Русская мать - [6]
- А уж это мое дело, а не твое.
- Вот именно, не мое. Она толстуха и уродина. И еще вонючка.
- А я знаю одну песенку.
- Паратакампум стакатасис валъвирон платап-латакус.
- Мистибальдо.
- Мукмуму.
- Викуч... Будешь хорошим мальчиком?
- Это другой вопрос. Не по хорошу мил.
- Сыночка ты мой!
Брюссель, 1938
Ты всегда меня подбадривала в моих амурных делах, при условии, что поматрошу и брошу. Ты охотно уступала меня барышням - взаймы, на время, на краткое увлеченье. Нюх у тебя был отменный на все мои романы: что опасно, что нет, учуивала верно. Если прошло два месяца, а я не остыл, значит, моя подружка - твой враг номер один. Борьбу ты начинала намеками.

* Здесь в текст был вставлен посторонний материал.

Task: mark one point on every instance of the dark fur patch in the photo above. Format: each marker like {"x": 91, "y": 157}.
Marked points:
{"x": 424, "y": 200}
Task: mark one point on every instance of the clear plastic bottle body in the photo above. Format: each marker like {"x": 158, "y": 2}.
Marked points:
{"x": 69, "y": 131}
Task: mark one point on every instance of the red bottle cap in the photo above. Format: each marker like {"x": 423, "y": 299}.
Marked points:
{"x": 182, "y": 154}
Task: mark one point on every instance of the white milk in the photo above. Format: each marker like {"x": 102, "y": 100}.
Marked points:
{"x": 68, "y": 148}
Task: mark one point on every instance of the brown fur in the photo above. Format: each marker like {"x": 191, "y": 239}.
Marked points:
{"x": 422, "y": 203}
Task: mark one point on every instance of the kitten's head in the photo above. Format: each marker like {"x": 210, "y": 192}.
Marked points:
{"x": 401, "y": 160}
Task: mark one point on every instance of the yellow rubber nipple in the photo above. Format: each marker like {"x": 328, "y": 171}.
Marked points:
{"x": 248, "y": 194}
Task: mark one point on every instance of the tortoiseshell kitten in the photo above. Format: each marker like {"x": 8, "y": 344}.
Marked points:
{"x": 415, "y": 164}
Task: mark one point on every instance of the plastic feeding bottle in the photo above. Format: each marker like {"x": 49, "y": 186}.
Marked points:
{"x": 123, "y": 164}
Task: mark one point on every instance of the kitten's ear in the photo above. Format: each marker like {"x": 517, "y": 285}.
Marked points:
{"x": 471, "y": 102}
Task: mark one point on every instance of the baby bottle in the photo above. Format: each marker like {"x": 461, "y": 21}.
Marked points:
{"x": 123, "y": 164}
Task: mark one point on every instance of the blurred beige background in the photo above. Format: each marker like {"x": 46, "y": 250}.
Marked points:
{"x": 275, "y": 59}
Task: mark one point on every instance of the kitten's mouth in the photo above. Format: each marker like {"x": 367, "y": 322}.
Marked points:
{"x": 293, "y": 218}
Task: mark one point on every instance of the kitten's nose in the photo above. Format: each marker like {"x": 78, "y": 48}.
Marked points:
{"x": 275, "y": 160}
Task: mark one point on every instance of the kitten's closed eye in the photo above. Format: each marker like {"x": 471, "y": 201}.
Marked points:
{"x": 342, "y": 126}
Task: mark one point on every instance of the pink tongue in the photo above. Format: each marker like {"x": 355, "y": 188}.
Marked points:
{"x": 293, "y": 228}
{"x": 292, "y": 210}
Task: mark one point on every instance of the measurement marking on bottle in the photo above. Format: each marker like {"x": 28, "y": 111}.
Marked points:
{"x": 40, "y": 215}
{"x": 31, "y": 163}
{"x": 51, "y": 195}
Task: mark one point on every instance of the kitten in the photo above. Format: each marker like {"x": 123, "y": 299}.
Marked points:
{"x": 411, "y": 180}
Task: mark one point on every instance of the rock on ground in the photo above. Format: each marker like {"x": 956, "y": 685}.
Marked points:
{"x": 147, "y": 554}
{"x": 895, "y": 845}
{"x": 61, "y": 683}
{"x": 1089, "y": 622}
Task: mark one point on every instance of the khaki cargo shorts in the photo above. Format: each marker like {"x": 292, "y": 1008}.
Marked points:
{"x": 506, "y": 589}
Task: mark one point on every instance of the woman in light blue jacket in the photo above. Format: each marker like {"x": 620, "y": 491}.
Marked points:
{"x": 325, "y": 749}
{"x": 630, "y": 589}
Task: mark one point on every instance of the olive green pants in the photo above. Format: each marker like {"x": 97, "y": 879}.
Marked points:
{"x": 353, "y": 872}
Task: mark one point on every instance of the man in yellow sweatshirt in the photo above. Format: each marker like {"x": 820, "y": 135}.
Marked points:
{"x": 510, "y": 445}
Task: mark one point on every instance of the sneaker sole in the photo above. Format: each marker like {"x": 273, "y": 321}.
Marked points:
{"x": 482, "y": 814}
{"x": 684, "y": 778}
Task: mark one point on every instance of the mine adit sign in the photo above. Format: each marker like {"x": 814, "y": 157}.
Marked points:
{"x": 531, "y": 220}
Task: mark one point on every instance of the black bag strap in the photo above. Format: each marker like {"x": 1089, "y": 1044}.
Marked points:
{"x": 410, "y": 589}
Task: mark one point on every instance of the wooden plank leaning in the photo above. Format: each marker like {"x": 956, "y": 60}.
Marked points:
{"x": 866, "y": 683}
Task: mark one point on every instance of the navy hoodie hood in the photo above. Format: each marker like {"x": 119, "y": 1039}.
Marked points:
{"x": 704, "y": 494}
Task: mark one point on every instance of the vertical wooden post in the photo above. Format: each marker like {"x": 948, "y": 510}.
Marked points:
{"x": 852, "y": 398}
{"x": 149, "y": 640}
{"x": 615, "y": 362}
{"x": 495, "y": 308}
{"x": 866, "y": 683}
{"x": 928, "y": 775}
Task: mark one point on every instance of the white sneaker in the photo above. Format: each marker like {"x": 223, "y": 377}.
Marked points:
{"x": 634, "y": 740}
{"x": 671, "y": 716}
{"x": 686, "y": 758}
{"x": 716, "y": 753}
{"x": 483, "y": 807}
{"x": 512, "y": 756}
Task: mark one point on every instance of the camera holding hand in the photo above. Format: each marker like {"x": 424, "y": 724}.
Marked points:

Не давила, не приставала грубо, дескать, познакомь, а изображала легкое, законное любопытство и как бы звала излить душу. Если в моих влюбленных откровеньях - только пикантность, скажем, пышный зад или ахи-охи, какие свели б с ума и бывалого селадона, - ты успокоишься: влюблен не в душу, а в тело. Бог весть, что нужней. Зато если рассказы мои скучны и чисты, если хвалю барышнин ум, характер, манеры, загадочные улыбку и взгляд, изящные головку и ножку - забеспокоишься, но и тут не очень: решишь, мол, выговорился, и ладно, дойдет до дела, то есть тела, сыночка угомонится. А настоящую тревогу бьешь, когда я строю планы. Стоит мне сказать: "В эту зиму хорошо бы свозить ее на недельку погулять по снегу" или "Не так уж я ее и хочу. Просто с ней приятно проводить время. Мир сразу становится таким прекрасным. И впечатление, что почему-то остановилось время" - вот тут ты в панике. И тотчас засыплешь вопросами, дескать, кто такая, откуда, кто отец с матерью, что за семья, есть ли дом, како веруют, словно показываешь; барышня, может, и пусть, да семейка ее тебе ни к чему. Словом, мое волнение - твои мир и покой, а мои мир и покой - твое волнение.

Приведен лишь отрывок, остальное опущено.